O Labour Party britânico está em pleno processo eleitoral para a escolha do líder que substituirá Ed Miliband. Depois de diversos ensaios e ameaças, estão na liça quatro candidatos relativamente improváveis e até agora insuspeitos de grande carisma: duas mulheres, Yvette Cooper e Liz Kendall, e dois homens, Andy Burnham e Jeremy Corbyn. Mas o avanço deste nas sondagens parece sinalizar uma vitória provável do candidato mais velho (66 anos) e mais à esquerda de entre os quatro. E as reações e provocações internas a este eventual resultado não têm primado pela meiguice, com o inclassificável Tony Blair na dianteira a vaticinar a derrota do partido em caso de viragem à esquerda e a sugerir aos apoiantes de Corbyn um “transplante de coração”.

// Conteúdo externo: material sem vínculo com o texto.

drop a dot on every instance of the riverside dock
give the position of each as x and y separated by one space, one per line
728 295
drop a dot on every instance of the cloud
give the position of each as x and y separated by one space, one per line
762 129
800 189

Desta escolha e das suas implicações imediatas sairão também contributos relevantes de resposta a duas outras questões cruciais por esclarecer: a da perturbadora falta de uma saída para a permanente e crescente encruzilhada social-democrata nas sociedades europeias mais avançadas, por um lado e mais genericamente, e a de um ainda possível lugar nesse quadro para um ideário político mais centrado em causas e princípios típicos da esquerda tradicional, por outro lado e mais especificamente. Com a agravante, no caso do Reino Unido, do fantasma daqueles dezoito anos de Thatcher e Major em que o Labour não apenas esteve afastado do poder como levou algumas tareias eleitorais (recordo os históricos 27,6% de 1983) sob a égide das direções reconhecidamente esquerdistas ou esquerdizantes (de Michael Foot, Neil Kinnock e John Smith) que a “Terceira Via” de Blair viria a derrotar internamente em 1994 e a validar nacionalmente em 1997.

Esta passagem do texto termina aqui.